Try More Nigella Recipes:
Nigella Lentil Chilli Nutrition Facts
Amount Per Serving
- Calories 127
- Calories from Fat 5.4
- Total Fat 0.6g
- Saturated fat 0.1g
- Sodium 485mg
- Potassium 446mg
- Carbohydrates 21.6g
- Net carbs 11.7g
- Fiber 9.9g
- Glucose 2.8g
- Protein 9.1g
Are You Looking For Best Nigella Lawson Cookbooks ? Here Are Top 5 Best Seller Nigella Lawson Cookbooks You Should Have:
- At My Table: A Celebration of Home Cooking
- Nigella Express: 130 Recipes for Good Food, Fast
- Cook, Eat, Repeat: Ingredients, Recipes, and Stories (recommended)
- Nigellissima: Easy Italian-Inspired Recipes
- Nigella Kitchen: Recipes from the Heart of the Home
Nigella Lentil Chilli
Description
Nigella Lentil Chilli is a quick weeknight treat that uses basic ingredients and bold spices. This hearty supper can be on the table in about 40 minutes, and it’s packed with flavor and nutrients.
Ingredients
To Serve
Instructions
- Heat olive oil over medium heat in a sizable, sturdy Dutch oven. Stir in onions and red bell pepper. Cook for 8-10 minutes, or until soft and gently browned, stirring periodically.
- Add the garlic and chili powder and stir for about 30 seconds, or until the mixture becomes fragrant.
- Put in the stock, lentils, tomatoes, and bay leaf. Add plenty of salt and freshly ground black pepper.
- Cook, slightly covered, for 30 minutes over medium-low heat, or until lentils are cooked. Take it off the fire and throw away the bay leaf.
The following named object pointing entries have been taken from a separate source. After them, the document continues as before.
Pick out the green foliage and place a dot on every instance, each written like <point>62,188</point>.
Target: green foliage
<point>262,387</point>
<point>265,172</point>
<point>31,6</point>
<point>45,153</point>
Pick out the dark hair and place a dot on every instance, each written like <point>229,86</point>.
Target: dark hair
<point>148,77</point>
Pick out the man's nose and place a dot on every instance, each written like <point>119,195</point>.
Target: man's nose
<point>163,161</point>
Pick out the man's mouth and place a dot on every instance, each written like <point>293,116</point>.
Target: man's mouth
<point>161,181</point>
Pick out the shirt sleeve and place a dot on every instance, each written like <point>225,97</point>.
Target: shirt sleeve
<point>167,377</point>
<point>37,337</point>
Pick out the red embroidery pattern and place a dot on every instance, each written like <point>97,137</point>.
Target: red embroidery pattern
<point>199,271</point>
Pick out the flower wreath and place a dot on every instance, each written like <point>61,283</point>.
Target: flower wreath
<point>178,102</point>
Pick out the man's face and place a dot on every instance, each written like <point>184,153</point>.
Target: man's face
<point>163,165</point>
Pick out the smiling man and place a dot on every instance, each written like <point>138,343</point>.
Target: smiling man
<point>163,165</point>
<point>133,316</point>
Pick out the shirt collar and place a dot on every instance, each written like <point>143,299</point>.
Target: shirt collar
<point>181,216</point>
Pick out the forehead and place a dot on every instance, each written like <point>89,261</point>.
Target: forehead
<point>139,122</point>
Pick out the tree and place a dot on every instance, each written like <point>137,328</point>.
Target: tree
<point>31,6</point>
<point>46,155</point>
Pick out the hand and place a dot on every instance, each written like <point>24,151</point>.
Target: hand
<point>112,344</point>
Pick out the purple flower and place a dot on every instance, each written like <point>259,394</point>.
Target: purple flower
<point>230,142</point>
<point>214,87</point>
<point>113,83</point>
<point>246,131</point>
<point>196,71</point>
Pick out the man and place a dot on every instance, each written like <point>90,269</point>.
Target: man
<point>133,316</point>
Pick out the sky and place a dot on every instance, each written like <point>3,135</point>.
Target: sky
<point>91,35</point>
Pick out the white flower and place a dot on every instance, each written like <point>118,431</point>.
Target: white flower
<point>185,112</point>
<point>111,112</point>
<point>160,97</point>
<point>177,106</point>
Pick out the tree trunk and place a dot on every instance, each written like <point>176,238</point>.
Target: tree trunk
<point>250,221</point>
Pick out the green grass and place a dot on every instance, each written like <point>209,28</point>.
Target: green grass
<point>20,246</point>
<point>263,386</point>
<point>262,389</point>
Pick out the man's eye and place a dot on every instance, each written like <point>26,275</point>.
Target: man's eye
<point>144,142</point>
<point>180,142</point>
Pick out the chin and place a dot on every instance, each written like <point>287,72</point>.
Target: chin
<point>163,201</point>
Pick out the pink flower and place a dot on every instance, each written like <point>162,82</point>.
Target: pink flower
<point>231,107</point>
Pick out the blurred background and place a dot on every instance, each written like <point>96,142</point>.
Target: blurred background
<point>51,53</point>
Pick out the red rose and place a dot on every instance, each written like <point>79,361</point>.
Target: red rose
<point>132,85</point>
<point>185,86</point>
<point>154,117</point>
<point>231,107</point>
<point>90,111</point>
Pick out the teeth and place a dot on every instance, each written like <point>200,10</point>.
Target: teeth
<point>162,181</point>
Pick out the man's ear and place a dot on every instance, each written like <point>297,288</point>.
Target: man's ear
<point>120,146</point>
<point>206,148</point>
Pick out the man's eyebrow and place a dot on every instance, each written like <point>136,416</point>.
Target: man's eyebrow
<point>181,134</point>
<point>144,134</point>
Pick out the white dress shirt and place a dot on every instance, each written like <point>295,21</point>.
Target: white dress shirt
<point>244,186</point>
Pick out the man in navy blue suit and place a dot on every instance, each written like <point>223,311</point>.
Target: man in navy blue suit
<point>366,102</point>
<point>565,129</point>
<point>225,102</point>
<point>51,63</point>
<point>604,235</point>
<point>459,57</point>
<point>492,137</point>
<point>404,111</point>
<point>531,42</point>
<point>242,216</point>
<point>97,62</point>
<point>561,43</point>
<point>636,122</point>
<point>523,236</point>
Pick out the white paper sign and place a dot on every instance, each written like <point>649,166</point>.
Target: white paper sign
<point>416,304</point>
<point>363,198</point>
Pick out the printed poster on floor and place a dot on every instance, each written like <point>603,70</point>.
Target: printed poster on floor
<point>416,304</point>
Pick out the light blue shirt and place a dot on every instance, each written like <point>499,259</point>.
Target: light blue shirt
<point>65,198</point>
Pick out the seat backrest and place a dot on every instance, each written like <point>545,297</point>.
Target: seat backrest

- Put three to four cups of chili in a blender and blend until smooth. Toss the pureed chili back into the pan and give it a good stir. Pepper and salt cravings.
- Mix in the cilantro, and then top as desired.
Notes
- Rinse Lentils: Rinse dry lentils before cooking to remove any debris or impurities.
- Adjust Spice: Customize chili powder to suit your heat preference – mild or spicy.
- Blend Gradually: When pureeing, start with a small portion of chili for a smoother consistency.
- Store and Freeze: Make extra batches and freeze them for convenient future meals.